# Paper Summary: **Synthesizing Robust Adversarial Examples**

Part of the series *A Month of Machine Learning Paper Summaries*. Originally posted here on 2018/11/27.

Synthesizing Robust Adversarial Examples (2017) Anish Athalye, Logan Engstrom, Andrew Ilyas, Kevin Kwok

This paper is the one that produced the 3D printed turtle that, when viewed from almost any angle, modern ImageNet-trained image classifiers misclassify as a rifle (see video below). This work was done roughly concurrently with Eykholt 2017, which also deals with adversarial examples in the real world, but the approaches are different enough that I think it’s worth looking at both papers. So look out for another summary on this topic tomorrow.

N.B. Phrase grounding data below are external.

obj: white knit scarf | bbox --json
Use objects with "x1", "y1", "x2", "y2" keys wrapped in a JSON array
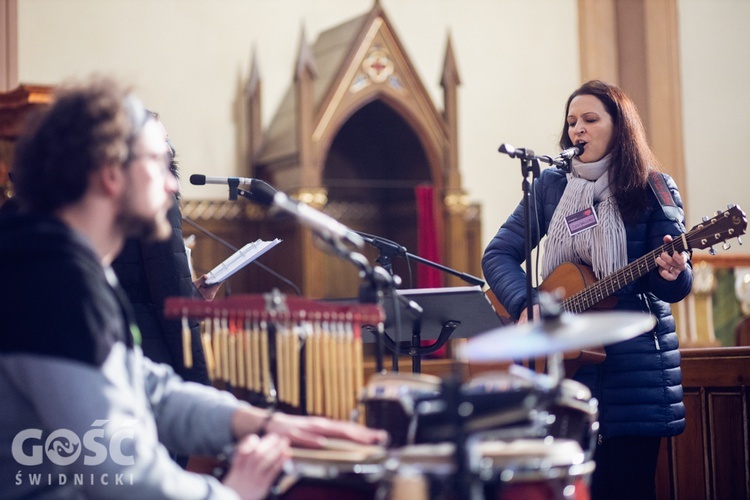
[{"x1": 541, "y1": 154, "x2": 628, "y2": 280}]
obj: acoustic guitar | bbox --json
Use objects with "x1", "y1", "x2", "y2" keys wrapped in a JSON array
[{"x1": 487, "y1": 205, "x2": 747, "y2": 373}]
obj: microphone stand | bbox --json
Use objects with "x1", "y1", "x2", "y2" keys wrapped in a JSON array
[
  {"x1": 498, "y1": 145, "x2": 540, "y2": 327},
  {"x1": 355, "y1": 231, "x2": 485, "y2": 287},
  {"x1": 498, "y1": 144, "x2": 572, "y2": 370},
  {"x1": 356, "y1": 231, "x2": 485, "y2": 373}
]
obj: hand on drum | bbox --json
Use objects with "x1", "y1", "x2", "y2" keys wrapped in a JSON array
[
  {"x1": 222, "y1": 433, "x2": 291, "y2": 500},
  {"x1": 265, "y1": 412, "x2": 388, "y2": 449}
]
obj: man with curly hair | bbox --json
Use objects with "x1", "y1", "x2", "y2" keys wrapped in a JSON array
[{"x1": 0, "y1": 76, "x2": 384, "y2": 499}]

Early on, adversarial examples were considered theoretically interesting, but were hard to take seriously. Small changes in lighting, camera noise, and viewpoint would destroy adversarial misclassification, and this fragility was thought to be fundamental to the nature of the attack. This viewpoint has started to change with new work on bringing adversarial examples into the physical world, but this paper is the first major result (along with Eykholt 2017) that demonstrates the extent of the risk of this threat model. In contrast to Eykholt 2017, this paper develops a general method for incorporating transformation invariance, given a distribution of transformations of the input object.

Incidentally, the idea of making adversarial examples more robust to me looked a lot like C&W’s work on defeating several defensive measures. Indeed, there are marked similarities in the approach.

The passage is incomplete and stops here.